That list is by no means exhaustive. Places could also be found for: ecologists, entomologists, horticulturalists, farmers, herbalists, carpenters, stonemasons, and even accountants, among many others. Part of the fun is working out how people’s abilities can be harnessed to the vision. The outcome might well be something everyone will be proud of.
However, much of the work in grounds maintenance will be routine and best handled by the school caretaker, using efficient, cost-effective and safe equipment. There are a number of companies happy to provide advice and the latest technology.
Husqvarna is a world leader in outdoor power equipment and has professional servicing dealers throughout New Zealand. Business development manager Margot Dell says a recent garden survey showed the top five most wanted items as a wish list for caretakers and gardeners alike were:
• In ground irrigation system
• Zero-turn mower
• Tiller (cultivator)
• Robotic lawnmower
For lawn maintenance, she recommends a dethatcher as the best tool for efficient care of the surface layer of a lawn and for sowing. “For restoration of grassed areas, use a sod cutter. An aerator ensures the air, water and nutrients reach the roots.”
For lawn-mowing, Ms Dell said zero-turn mowers are engineered for the effective mowing of large areas. “They are generally robust, compact and provide high-speed ride-on performance – just sit comfortably, take hold of the sticks, face the right direction and start mowing.”
When it comes to hedge trimming, obtaining beautiful results takes time and care. “Perfect hedge trimming can be both monotonous and strenuous if you don’t use the right kind of tools. No matter whether the hedge is high or wide, the hedge trimmer needs to be a powerful extension of your arms to do the job well.”
And she says blowers are capable of doing far more than just blowing leaves about. They can also be used for moving: straw, grass, dust, cobwebs, sand and even gravel. “In fact they are less of a leaf blower and more of a tidying tool.”
STIHL Ltd is located in Auckland’s in East Tamaki and distributes through a network of more than 100 specialist dealers in both rural and metropolitan markets. They also carry spare parts and accessories, and have workshop staff trained by STIHL technicians. The product portfolio includes: brushcutters, linetrimmers, blowers, hedgecutters, cut-off machines and safety clothing. Stihl dealers stock Masport’s wide range of President lawnmowers and ride-on mowers.
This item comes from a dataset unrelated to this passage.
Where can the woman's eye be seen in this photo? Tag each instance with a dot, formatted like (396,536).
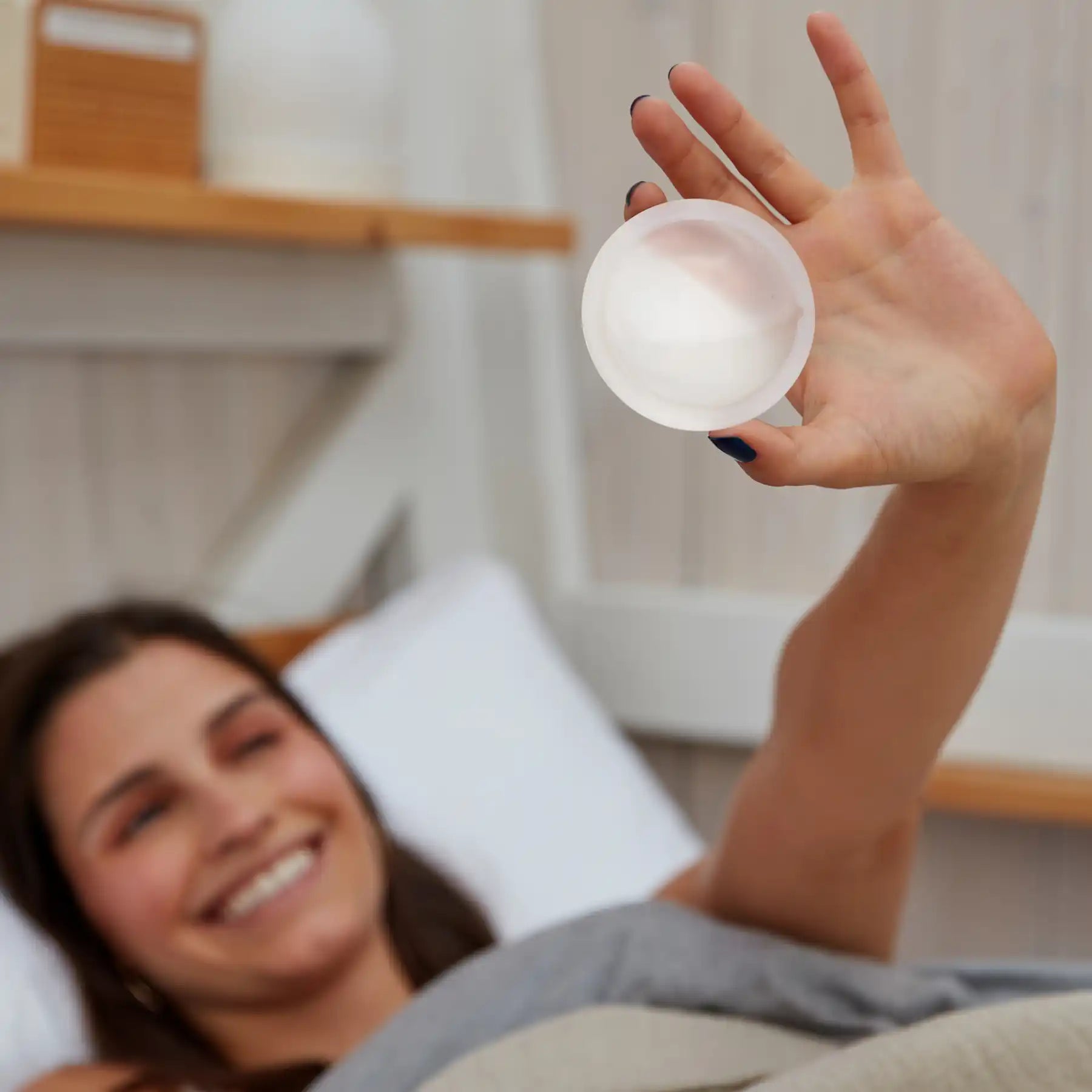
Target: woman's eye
(256,743)
(146,816)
When it comes to mowing large areas of lawn, Andrew Peacocke at Dixon (ZTR Mowers) Ltd in Tauranga, advocates the Dixon ZTR range of ride-on mowers as “manoeuvrable, fast and flexible.
“All Dixon mowers have a zero turning radius. They will mow large or tight areas quickly, leaving more time for other jobs. The solid construction and easy maintenance suits mowing applications where the machine must last the distance.
“The Dixon brand is heavier duty than a standard domestic ride-on, yet not as expensive as larger, full commercial ride-on mowers. This suits anyone with a hefty area to cut but no time or money to waste,” Mr Peacocke said.
ZTR Mowers also distributes the Grasshopper range of commercial mowers, adding the flexibility of front-mounted decks to ZTR Mowers range.